Rent growth for single-family homes has slowed to its weakest pace in more than a decade, signaling that the once red-hot housing rental market is finally cooling under the weight of growing supply and affordability pressures.
According to a new report from Cotality, rents for single-family residential homes increased just 1.4% in August compared with the same month last year a notable drop from the 2.3% annual gain recorded in July and well below the 3% average seen in 2024. The latest figure marks the smallest annual rent increase in 15 years, underscoring a broader moderation that’s been building throughout the second half of 2025.
“We’re seeing a gradual normalization after years of double-digit rent growth,” said Molly Boesel, Senior Principal Economist at Cotality. “While national trends point to slowing prices, local market dynamics such as housing supply and economic recovery are still shaping how rents behave regionally.”
Cooling Across the Board, With Sharp Regional Differences
Cotality’s data shows that rent growth weakened across all price segments high-end, mid-tier, and low-end properties alike. Luxury rentals saw a modest 1.6% annual increase, while rents for more affordable homes grew just 1.1% year-over-year, both significantly below last year’s pace.
However, regional variations remain stark. Chicago led the nation with 4.7% annual rent growth, followed by Los Angeles (2.8%), Philadelphia (2.7%), and Washington, D.C. (2.6%). These metros are benefiting from limited housing supply, continued population inflows, and, in some cases, recovery from natural disasters that constrained local inventory.
By contrast, Dallas experienced a 0.6% year-over-year decline, the weakest in the nation. Analysts attribute the drop to a wave of new multifamily developments entering the market, tipping the balance toward oversupply.
“Dallas has seen an influx of newly built apartment communities that are competing directly with single-family rentals,” Boesel explained. “With more units available, landlords are feeling pressure to adjust rents to attract and retain tenants.”
Multifamily Market Mirrors the Slowdown
The softening trend isn’t limited to single-family rentals. The apartment sector has been cooling as well, primarily due to a construction boom that has added a record number of new units across the country.
According to a separate report from Apartment List, national apartment rents fell 0.8% year-over-year in September, following a 0.9% decline in August.
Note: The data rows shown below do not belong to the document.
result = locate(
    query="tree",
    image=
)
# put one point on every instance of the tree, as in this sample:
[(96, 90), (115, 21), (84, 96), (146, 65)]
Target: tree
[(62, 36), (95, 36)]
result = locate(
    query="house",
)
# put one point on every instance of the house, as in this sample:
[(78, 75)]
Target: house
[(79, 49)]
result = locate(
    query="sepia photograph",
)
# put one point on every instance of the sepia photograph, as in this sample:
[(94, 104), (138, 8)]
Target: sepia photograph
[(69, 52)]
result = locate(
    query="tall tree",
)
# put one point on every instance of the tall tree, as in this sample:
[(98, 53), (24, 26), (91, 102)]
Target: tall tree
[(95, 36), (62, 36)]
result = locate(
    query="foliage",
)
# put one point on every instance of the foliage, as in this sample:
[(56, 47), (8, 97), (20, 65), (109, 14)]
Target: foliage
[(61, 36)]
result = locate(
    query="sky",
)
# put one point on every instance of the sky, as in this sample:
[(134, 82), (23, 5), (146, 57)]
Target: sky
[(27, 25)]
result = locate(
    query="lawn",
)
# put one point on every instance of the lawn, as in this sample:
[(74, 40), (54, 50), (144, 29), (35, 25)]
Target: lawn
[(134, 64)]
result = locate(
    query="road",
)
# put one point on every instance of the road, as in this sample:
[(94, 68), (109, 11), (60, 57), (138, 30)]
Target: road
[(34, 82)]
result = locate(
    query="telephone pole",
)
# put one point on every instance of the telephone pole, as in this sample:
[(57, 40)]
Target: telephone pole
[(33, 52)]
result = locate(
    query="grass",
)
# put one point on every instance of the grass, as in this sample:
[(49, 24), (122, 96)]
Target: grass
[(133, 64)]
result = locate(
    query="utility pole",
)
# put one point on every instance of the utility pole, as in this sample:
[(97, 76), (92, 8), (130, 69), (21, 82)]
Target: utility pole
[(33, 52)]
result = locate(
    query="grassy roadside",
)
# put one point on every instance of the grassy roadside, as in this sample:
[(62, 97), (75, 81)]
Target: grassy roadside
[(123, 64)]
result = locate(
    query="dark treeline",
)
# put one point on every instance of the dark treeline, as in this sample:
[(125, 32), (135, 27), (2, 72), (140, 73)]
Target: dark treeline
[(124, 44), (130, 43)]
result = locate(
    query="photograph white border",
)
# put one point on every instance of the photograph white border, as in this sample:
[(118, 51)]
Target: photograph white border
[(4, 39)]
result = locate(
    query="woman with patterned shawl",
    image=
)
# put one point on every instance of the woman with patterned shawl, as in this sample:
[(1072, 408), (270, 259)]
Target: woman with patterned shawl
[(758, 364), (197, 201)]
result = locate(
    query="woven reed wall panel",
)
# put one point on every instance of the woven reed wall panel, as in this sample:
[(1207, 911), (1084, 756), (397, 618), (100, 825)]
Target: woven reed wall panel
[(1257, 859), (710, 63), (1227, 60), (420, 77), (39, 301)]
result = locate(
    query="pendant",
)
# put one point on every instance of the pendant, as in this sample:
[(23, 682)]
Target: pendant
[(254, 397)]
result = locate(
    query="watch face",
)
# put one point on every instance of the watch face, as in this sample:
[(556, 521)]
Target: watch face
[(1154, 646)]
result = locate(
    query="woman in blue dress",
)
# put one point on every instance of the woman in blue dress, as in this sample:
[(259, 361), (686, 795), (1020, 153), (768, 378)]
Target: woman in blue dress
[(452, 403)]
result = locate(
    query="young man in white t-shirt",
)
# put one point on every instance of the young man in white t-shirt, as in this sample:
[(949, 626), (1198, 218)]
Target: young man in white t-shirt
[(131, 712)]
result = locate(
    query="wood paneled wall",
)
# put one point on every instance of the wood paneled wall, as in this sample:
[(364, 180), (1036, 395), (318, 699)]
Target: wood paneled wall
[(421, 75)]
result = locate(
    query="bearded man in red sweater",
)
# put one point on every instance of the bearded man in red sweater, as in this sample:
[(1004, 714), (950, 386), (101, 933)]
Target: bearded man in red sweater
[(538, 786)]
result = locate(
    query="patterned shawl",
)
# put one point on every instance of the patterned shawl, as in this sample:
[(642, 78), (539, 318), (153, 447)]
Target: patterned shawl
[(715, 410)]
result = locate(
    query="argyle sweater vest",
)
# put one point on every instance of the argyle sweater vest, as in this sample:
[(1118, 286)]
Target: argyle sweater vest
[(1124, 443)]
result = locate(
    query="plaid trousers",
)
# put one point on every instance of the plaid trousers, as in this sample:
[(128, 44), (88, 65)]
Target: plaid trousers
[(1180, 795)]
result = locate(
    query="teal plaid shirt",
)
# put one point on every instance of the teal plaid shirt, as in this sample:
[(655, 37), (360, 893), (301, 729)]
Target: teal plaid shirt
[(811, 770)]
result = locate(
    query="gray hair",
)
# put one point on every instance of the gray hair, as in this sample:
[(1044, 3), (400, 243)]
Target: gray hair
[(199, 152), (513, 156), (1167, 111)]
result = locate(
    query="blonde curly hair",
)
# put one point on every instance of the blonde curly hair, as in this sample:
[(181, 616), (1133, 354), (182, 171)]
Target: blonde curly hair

That marks the fifth consecutive month of negative annual growth a sharp turnaround from the post-pandemic surge that saw record rent increases just two years ago.
The national multifamily vacancy rate climbed to 7.1% in September, the highest level in the history of Apartment List’s index. Researchers noted that while the U.S. has passed the peak of its construction wave, a steady stream of new units continues to enter the market, keeping supply ahead of demand in many metro areas.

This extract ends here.